Sem prejuízo do desempenho excelente do primeiro ministro Luís Montenegro e dos seus ministros, o estado em que o PS deixou o nosso Estado, o feliz aumento do número de idosos, as questões demográficas, a emigração e  imigração, implicam reformas profundas no Estado Social e na Administração Pública, não sendo possível empurrar com a barriga nem acreditar que tudo se resume a uma melhor gestão e no centrar a discussão na mais ou menos autonomia na gestão nos sistemas públicos.

Para além de ser necessário romper o generalizado silêncio no debate político sobre o princípio básico da Democracia de que a Democracia assenta no governo da maioria (50%+1) e não da maior minoria, importa saber como conseguir então, agora, o tal governo com apoio maioritário.

Duas vias são possíveis:

a) Recorrer a eleições antecipadas
b) Enterrar machados de guerra e linhas vermelhas à direita

Falar neste momento em eleições antecipadas parece um disparate suicida, quando as últimas foram há escassos 3 meses e o Governo ainda não tem obra implementada para apresentar.
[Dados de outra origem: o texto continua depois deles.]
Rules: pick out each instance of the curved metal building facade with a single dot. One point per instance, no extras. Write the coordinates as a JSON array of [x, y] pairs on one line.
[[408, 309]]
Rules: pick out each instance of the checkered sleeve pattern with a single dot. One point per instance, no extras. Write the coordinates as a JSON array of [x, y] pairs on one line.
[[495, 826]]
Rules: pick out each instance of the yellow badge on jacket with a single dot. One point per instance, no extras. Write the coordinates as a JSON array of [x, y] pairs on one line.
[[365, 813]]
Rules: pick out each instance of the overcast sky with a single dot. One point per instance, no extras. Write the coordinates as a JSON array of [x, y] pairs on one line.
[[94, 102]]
Aliás os resultados das Europeias são completamente desencorajadores.

Apontar para o momento da votação (negativa) do Orçamento de Estado também não parece melhor ideia, porque nessa altura já haverá a noção que não existem milagres e os problemas continuam.  O governo nessa altura poderá encontrar-se já cercado de reivindicações por todos os lados e com um Ministro das Finanças barricado.

A política centrista seguida pelo Governo elegendo o PS como parceiro preferencial para negociar e evitando tudo o que possa criar atritos com o status quo também não deixa margem de razão para serem precisas eleições.

Apostar em eleições é correr o risco de termos uma Assembleia da República ainda mais pulverizada, e podendo até se voltar a uma maioria de esquerda se os eleitores à direita, zangados com o desperdício do voto que deram em março, ficarem em casa.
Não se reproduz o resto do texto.